Arlene, a prolific artist who painted “circles of light” as a reflection of her deep faith, died in the couple’s Minneapolis home on Dec. 16, days after their 47th wedding anniversary. She was 67.

Born in Philadelphia, Arlene grew up playing the piano, guitar, violin and viola. While studying at the Moore College of Art & Design in Philadelphia, she met Clarence, who remembers her wearing military fatigues and a big Afro. “She looked of the moment, of the ’70s,” he said. He also recalled her drawing skills: “I was overwhelmed by her artistic talent.”

The pair married a year later, in 1970. Clarence taught at East Carolina University in North Carolina, where Arlene earned a master’s degree in 1989. The pair moved to Minnesota in 1992, taking teaching positions in the Department of Art at the University of Minnesota.

Arlene’s sculptures and drawings earned her exhibitions, a place in the Walker Art Center’s permanent collection and praise in the newspaper.

In 1997, she won a $12,000 grant from the McKnight Foundation. In a review of the show featuring six McKnight Artists, Star Tribune art critic Mary Abbe described Burke-Morgan’s 15-foot-tall, multipanel drawing depicting members of her family.

“Their quiltlike arrangement reflects her early training in textiles and demonstrates her superb graphic sense,” Abbe wrote.

“The eyes staring implacably from the drawing give the illusion that it compresses a crowd and centuries of history into one epic image.”

Arlene didn’t seek out honors or awards, however. Her artist statement rejected artists’ usual listings of exhibits and grants as “vanity.” Her later work, as shown in 2007 at the Gage Family Gallery at Augsburg University in Minneapolis, focused on what she called “circles of light” — colorful, overlapping ovular shapes.

Her new works “mesmerized me,” said Robert Cozzolino, curator of paintings at the Minneapolis Institute of Art. “They burst with life and energy and, while abstract, felt connected to cells and to the stars.”

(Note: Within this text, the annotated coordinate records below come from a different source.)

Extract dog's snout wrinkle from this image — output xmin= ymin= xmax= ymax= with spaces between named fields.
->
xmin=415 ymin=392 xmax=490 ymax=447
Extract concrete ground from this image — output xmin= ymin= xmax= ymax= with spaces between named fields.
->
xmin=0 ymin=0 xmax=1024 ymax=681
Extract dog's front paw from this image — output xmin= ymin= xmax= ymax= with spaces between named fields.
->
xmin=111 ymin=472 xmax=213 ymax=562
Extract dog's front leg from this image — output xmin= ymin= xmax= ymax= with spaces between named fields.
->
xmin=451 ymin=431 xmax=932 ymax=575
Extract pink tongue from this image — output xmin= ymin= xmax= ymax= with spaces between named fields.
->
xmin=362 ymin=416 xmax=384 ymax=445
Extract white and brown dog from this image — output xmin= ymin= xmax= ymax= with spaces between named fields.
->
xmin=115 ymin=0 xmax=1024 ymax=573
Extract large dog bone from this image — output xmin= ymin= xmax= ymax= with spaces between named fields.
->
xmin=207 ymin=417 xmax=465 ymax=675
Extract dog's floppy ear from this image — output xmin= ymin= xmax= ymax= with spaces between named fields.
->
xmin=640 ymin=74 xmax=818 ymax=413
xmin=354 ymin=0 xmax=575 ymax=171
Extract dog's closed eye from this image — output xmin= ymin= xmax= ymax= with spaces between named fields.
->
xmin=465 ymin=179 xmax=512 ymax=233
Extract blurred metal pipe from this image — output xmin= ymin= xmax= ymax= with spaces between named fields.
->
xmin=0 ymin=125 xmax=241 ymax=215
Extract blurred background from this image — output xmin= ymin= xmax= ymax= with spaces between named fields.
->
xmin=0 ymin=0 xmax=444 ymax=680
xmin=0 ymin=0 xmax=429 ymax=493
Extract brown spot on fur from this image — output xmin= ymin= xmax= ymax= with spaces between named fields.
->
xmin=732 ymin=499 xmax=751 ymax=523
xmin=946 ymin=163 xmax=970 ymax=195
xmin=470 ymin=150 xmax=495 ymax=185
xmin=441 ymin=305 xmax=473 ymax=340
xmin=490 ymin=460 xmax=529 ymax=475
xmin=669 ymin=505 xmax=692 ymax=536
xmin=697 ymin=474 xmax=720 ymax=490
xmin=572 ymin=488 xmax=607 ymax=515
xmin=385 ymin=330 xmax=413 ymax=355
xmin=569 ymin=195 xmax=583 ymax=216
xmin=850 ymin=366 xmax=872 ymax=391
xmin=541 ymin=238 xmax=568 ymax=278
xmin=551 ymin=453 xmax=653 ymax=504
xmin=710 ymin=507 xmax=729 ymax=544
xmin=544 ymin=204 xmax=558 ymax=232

Visiting Arlene in the studio earlier this year, Cozzolino found her to be “open and generous.” They spoke about growth, gardening and the cosmos.

Arlene and Clarence raised three children: sons Nairobi Morgan and Aswan Morgan and daughter Nyeema Morgan-Cloud. The couple attended church together and traveled together. “We were so like-minded that sometimes, I think there wasn’t a need to verbally say things,” Clarence said.

In a TPT video, part of the Minnesota Original series, Arlene and Clarence talked about working side by side.

“It’s part of growing together,” she said. “When we show together, you can see there’s a separation, but then you can see there’s an underlying tone or tie that binds us together.”

Clarence is now digging through her side of their studio, studying her Bible, her journals. “She’s still teaching us in many ways,” he said.

In addition to her husband and their three children, Arlene’s survivors include her youngest sister, Adele Burke, and two grandchildren.

Services will be held 10 a.m. Jan. 12 at Living Word Christian Center in Brooklyn Park.